そのとき寅吉が、見るからに不機嫌そうな顔で近づいてきた。
あれ。何かあたらしい問題でも発生したかな・・・団長の顔が曇る。

 「おい。2軍を相手に練習試合をするのか、俺たちは。
 なんとも馬鹿にされたもんだ。
 俺たちみたいな素人を相手に、本気の試合なんかできないってか!」

 「あ・・・いや、けっしてそういうつもりでは無いのですが・・・
 大先輩たちにまんいち、怪我なんかされたら、俺たちの立場がないもんで」

 「ふん。いらぬ心配だ。いいからレギュラーを全員出せ。
 いいな。全力で俺たちに向かって来いよ。
 年寄りが相手だと思って手なんか抜いたら、おれが承知しないからな」

 「しかしそれでは・・・」力が違いすぎますと言いかけて、
団長が言葉を呑んだ。
「分かりました。
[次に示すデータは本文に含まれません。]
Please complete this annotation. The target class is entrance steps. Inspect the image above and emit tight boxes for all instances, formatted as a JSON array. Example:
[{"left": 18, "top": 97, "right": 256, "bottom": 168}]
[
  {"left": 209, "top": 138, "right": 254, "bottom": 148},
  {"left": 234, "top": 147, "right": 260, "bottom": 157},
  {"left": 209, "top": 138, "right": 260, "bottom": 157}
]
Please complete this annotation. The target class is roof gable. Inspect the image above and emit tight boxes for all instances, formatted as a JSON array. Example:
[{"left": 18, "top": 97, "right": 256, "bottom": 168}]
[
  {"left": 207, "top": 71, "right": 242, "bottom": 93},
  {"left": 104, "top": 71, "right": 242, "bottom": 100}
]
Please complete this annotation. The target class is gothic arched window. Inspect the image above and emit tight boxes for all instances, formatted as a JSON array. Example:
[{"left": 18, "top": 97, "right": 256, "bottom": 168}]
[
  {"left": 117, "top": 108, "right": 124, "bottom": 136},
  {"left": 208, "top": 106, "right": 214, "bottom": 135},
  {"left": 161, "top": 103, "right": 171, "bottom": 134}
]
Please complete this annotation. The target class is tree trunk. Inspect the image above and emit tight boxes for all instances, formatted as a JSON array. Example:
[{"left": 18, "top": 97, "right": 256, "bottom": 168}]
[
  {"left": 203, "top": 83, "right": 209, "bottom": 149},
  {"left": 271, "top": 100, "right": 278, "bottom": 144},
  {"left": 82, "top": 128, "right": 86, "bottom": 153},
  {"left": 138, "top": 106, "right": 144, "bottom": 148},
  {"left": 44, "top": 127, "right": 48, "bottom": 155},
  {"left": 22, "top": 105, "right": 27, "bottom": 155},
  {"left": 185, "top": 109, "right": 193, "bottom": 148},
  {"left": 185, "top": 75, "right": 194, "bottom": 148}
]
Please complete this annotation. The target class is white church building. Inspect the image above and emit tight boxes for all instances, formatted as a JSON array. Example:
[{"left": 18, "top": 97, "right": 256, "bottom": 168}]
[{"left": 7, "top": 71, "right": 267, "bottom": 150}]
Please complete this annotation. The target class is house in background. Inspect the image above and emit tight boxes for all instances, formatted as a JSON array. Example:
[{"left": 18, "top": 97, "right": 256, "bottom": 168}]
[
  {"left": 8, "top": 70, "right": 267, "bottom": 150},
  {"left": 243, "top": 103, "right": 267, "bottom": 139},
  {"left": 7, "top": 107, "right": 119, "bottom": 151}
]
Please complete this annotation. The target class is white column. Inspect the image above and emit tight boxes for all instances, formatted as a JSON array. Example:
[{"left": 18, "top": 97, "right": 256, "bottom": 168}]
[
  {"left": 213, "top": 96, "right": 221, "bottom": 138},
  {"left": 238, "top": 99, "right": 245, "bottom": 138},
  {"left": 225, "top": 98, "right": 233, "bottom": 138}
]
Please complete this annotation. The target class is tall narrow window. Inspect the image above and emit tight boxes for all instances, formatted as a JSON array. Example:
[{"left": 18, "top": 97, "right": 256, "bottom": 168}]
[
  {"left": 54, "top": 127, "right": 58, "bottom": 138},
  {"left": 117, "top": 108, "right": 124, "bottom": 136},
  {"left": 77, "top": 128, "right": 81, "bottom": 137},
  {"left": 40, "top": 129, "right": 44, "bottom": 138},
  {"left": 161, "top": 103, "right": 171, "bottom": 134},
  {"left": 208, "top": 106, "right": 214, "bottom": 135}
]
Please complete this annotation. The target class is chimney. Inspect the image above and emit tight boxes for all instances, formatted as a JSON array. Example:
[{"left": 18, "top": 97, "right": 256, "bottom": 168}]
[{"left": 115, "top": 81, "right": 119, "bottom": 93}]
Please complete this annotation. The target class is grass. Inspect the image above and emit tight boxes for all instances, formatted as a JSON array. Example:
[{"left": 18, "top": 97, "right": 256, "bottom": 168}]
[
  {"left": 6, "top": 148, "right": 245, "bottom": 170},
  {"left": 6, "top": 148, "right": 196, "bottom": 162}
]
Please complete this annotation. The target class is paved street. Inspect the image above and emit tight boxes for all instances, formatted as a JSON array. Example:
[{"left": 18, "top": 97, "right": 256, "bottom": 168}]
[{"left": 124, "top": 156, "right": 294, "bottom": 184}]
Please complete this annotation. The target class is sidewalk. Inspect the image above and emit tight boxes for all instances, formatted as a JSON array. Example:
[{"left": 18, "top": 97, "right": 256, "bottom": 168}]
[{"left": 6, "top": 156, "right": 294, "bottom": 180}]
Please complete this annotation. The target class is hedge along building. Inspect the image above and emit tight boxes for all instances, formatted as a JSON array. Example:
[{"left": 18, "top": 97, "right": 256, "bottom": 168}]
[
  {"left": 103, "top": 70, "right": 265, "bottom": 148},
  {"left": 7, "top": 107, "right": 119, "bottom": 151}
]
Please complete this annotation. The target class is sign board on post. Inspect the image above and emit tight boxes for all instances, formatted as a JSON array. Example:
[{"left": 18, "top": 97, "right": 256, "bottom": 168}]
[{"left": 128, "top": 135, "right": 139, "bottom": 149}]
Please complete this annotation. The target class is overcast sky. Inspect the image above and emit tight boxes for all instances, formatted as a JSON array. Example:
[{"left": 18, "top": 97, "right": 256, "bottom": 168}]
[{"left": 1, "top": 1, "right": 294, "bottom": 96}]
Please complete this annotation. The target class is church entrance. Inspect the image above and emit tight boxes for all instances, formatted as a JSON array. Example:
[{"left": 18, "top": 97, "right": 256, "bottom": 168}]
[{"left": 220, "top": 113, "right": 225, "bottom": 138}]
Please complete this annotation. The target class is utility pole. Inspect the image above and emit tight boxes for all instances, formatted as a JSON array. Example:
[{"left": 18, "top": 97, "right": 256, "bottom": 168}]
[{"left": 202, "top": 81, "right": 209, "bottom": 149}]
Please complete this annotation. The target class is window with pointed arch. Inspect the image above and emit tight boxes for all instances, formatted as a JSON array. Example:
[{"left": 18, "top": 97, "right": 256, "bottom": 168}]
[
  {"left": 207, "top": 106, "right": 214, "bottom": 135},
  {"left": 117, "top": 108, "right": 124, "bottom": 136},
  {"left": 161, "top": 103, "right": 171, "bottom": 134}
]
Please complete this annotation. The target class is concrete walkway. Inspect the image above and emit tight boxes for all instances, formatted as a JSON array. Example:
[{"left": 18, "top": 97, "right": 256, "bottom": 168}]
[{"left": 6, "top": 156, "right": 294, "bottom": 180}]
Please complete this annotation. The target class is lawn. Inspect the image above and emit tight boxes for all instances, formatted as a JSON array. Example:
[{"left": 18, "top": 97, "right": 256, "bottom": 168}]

先発は全員、レギュラー選手でいきます。
全員に絶対に力を抜くなと言い聞かせます。
トラはウサギを捕まえるのにも全力を出すそうですから」
と胸を張る。

 「よし。それでこそ俺の後輩だ。審判部長。聞いての通りです。
 青臭いガキを相手に怪我なんかしているようじゃ、俺たちのチームに
 未来は無い。
 手加減せずに向かってくるそうですから公平なジャッジを、
 よろしくお願いします」

 寅吉が、審判部長に向かって丁寧にあたまをさげる。